Bob Odenkirk’s long road to serious success
Odenkirk Shares a home in Albuquerque with Rhea Seehorn and fellow cast member Patrick Fabian (who plays manicured legal partner Howard Hamlin). I arrived the next morning and found Odenkirk in the kitchen, dressed in jeans and running sneakers, showing no sign of the all-nighter he’d had. The house was built in the 1940s, Odenkirk said, by a contractor specializing in office buildings, which explains its slight resemblance, from the exterior, to a dental clinic, to a ribbon of glass bricks. ornaments installed next to the entrance door.
Photographs of his wife, comedy director Naomi Odenkirk, and their two children hung on the walls alongside photos of his housemates’ families. (Seehorn got the master bedroom, downstairs, while Odenkirk and Fabian claimed upstairs bedrooms.) Odenkirk decided to live with other cast members a few years ago, to help mitigate the isolation he felt when “Better Call Saul” started. “It’s about solitude,” he said, when I asked if the roommate arrangement reflected method-style immersion. In the first season, Odenkirk lived alone in an apartment owned by “Breaking Bad” star Bryan Cranston, who left him when the show ended. Odenkirk likened the experience to life “on an oil rig”, with his mind gnawing at its own edges after draining shoots. “It gave me great sympathy for someone like James Gandolfini, who said how much he couldn’t wait to get this character over with, and I think Bryan said similar things: ‘I can’t wait to leave this guy behind.” I finally understood this attitude.
This surprised Odenkirk at first: “I always used to scoff and roll my eyes at actors who said, ‘This is so hard. Oh good? It is not possible. And yet, he found, “the truth is that you use your emotions, and you use your memories, you use your hurt feelings and your losses, and you manipulate them, dig into them, dwell on them. A normal adult don’t walk around doing this Go, ‘What’s been the worst feeling of abandonment I’ve had in my life? Just let me watch this for the next week and a half, because it’s gonna fuel me .
In Odenkirk’s case, that meant dwelling on painful childhood memories, “going back to when I was 9,” he said, “and my dad wakes me up at 2 a.m. to tell me he’s leaving and he’ll send me the money to pay the bills, and I think, I don’t know enough cursive writing to write the check, so how am I going to pay the bills? me just be that kid again, because I’m gonna take that feeling of loss and fear and play it tomorrow!” He added, “If there was one thing that allowed me to do that, it was access that I had the emotional, even traumatic spaces inside of me that might not be the healthiest person there is.

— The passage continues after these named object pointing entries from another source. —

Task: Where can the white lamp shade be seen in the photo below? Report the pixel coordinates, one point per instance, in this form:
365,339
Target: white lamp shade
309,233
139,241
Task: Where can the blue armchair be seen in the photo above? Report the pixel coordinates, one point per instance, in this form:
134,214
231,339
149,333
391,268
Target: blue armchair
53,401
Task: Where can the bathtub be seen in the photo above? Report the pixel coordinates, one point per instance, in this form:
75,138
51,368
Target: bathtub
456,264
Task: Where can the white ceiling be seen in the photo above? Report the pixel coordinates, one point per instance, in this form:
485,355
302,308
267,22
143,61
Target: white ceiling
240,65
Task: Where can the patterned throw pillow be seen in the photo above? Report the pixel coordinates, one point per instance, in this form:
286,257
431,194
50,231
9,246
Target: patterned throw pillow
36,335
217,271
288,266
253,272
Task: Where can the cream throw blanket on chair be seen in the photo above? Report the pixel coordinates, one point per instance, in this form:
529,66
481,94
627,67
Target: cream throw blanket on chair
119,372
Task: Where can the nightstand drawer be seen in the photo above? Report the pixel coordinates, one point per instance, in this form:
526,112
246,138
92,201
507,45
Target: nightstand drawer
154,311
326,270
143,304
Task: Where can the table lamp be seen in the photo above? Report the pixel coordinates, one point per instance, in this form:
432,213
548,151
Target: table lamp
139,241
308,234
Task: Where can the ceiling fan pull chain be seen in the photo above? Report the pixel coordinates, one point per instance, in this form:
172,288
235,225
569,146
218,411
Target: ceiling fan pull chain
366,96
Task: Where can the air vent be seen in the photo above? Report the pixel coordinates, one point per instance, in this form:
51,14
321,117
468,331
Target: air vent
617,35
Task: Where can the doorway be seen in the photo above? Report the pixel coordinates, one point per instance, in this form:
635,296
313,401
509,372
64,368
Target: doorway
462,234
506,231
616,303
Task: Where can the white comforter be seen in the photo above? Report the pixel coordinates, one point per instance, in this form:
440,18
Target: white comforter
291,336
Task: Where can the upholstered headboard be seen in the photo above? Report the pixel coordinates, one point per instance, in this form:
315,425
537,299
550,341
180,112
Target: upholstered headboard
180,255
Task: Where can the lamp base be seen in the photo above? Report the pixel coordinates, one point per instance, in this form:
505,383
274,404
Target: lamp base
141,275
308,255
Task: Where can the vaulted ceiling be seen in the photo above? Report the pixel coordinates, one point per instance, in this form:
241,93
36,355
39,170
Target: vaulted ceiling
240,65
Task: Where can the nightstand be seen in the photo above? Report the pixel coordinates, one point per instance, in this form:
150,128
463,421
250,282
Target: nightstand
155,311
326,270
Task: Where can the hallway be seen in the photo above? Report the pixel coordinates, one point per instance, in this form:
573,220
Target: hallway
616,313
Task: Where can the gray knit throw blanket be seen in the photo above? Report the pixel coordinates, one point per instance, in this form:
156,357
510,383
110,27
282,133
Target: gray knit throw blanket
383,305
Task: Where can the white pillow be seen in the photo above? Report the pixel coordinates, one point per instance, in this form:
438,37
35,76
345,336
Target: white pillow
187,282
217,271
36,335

Growing up outside of Chicago in the town of Naperville, Odenkirk was one of seven siblings. He readily discusses his father and his hatred for him, referring to him in his memoirs as a hot-tempered “hollow man”, who spent his days with drinking buddies when he was around and did an abysmal job of caring. for his children. “It’s not that I didn’t love my dad,” Odenkirk told me. “He just wasn’t there, and he was kind of an empty, closed guy, and he did things that were torturous to me and my older brother, because he was drunk. He always told us: ‘The family is broke, I don’t know what we’re going to do and where we’re going to live’. And we are little children! Like: ‘I’m 5 years old! I can’t help you with that!”
Odenkirk’s response was to dissociate himself, “reading” his father as if he were a literary grotesque of Dickens. In his memoir, he describes his father’s death – which occurred when Bob was 22, by which time the two men were completely separated – with remarkable composure: “Saying him goodbye was a matter of shrugging his shoulders. . When I asked if the wound had really cauterized so cleanly, Odenkirk said, “I’ve often felt like I must be hiding something, or not recognizing something, or not seeing something. There’s no doubt that I would love to have a father figure in life, especially when I was a kid, especially a good one. Wouldn’t that have been nice? There are certainly things that I had to deal with there, because I had nothing, an emptiness.
Odenkirk says the “tension and trauma” generated by his father is “one of the reasons my siblings and I are so close.” His younger brother Bill earned a doctorate. in chemistry before Bob helped him achieve his own dream of becoming a comedy writer, on shows like “The Simpsons” and “Mr. Show.” Their older brother, Steve, is a banker in Tucson, Arizona. Other siblings pursued various careers: groundwater tester, retail salesman, funeral director, and real estate agent. “Bob was born with a really independent streak,” Bill Odenkirk told me, “more than anyone in our family. He probably would say he had to figure out who he is, but I feel like “He was born with a very strong sense of what he didn’t want to do and what he wanted to do, which was to play and be there. something other than conventional work. Which , added Bill, “was not the thought with us.”